Agriculture scientist Padmabhushan M Mahadevappa claimed that the Karnataka government is treating farmers like “backbenchers”.
At a brainstorming session to understand 'Agriculture in Media,' hosted by University of Agricultural Sciences (UAS), Bengaluru, on Friday, he said there is a need to understand the gravity of the agrarian crisis.
The session focused on ways to mainstream agriculture news in the media and to evolve effective communication models to reach out to farmers and disseminate real-time information on weather, land use, laws and market linkages among others.
“Should the media stop ‘glorifying farmer suicides’ and switch to positive narratives? Have agriculture extension service ended up only as fertiliser-seed distribution centres and not as info centres? Is there a growing disconnect between agriculture research community and the farmers?—were some of the questions raised during the session.

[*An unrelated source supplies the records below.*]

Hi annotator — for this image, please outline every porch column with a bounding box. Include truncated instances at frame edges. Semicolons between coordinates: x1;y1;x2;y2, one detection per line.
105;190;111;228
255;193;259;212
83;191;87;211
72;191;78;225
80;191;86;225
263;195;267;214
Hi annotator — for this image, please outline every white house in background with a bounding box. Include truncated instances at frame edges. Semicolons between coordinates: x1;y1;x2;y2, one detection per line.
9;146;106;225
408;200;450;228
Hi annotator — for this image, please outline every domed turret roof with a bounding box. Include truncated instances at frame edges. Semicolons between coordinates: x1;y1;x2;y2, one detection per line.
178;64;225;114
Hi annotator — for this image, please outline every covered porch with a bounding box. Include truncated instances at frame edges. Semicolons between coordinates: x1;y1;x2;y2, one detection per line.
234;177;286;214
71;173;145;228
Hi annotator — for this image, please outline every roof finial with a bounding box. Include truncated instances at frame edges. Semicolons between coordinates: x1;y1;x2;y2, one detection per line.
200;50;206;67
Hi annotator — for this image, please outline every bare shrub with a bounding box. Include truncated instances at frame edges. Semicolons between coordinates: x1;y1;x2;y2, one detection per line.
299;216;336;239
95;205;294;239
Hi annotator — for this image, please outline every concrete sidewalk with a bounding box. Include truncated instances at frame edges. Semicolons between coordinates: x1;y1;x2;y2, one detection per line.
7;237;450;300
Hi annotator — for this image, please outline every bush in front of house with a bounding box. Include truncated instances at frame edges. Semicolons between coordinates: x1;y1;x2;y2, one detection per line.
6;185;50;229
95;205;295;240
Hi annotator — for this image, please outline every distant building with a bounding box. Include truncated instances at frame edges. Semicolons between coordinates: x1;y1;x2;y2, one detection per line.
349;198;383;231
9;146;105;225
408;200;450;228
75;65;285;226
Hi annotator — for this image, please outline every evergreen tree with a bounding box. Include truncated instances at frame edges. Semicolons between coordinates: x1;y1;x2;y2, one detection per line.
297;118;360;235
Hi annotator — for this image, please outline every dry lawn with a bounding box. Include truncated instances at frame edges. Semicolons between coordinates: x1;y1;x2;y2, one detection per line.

“Poor media coverage of agriculture (0.65 per cent) reflects the value structure in journalism today. Agriculture is not a second order discipline. Media should look beyond metropolitan issues, politics, market, movies and crime. Land, water and climate change can no longer be ignored by the media. Even legislative debates rarely reflect the concerns or advancements in agriculture sector. It is time to innovate and present agriculture news in a more acceptable form,” said former legislator B.K. Chandrashekhar.
UAS Vice Chancellor H Shivanna said, “The extension activities have not failed although there is a general perception that the transfer of technology from the lab to land has not been effective. The foodgrain production since Independence has scaled up—from 50 million tonnes to 257 million tonnes today because of technology transfer. But the demand for food production is increasing and we need to evolve ways to meet the demand even as we judiciously use our resources—land, water and bio-diversity)”.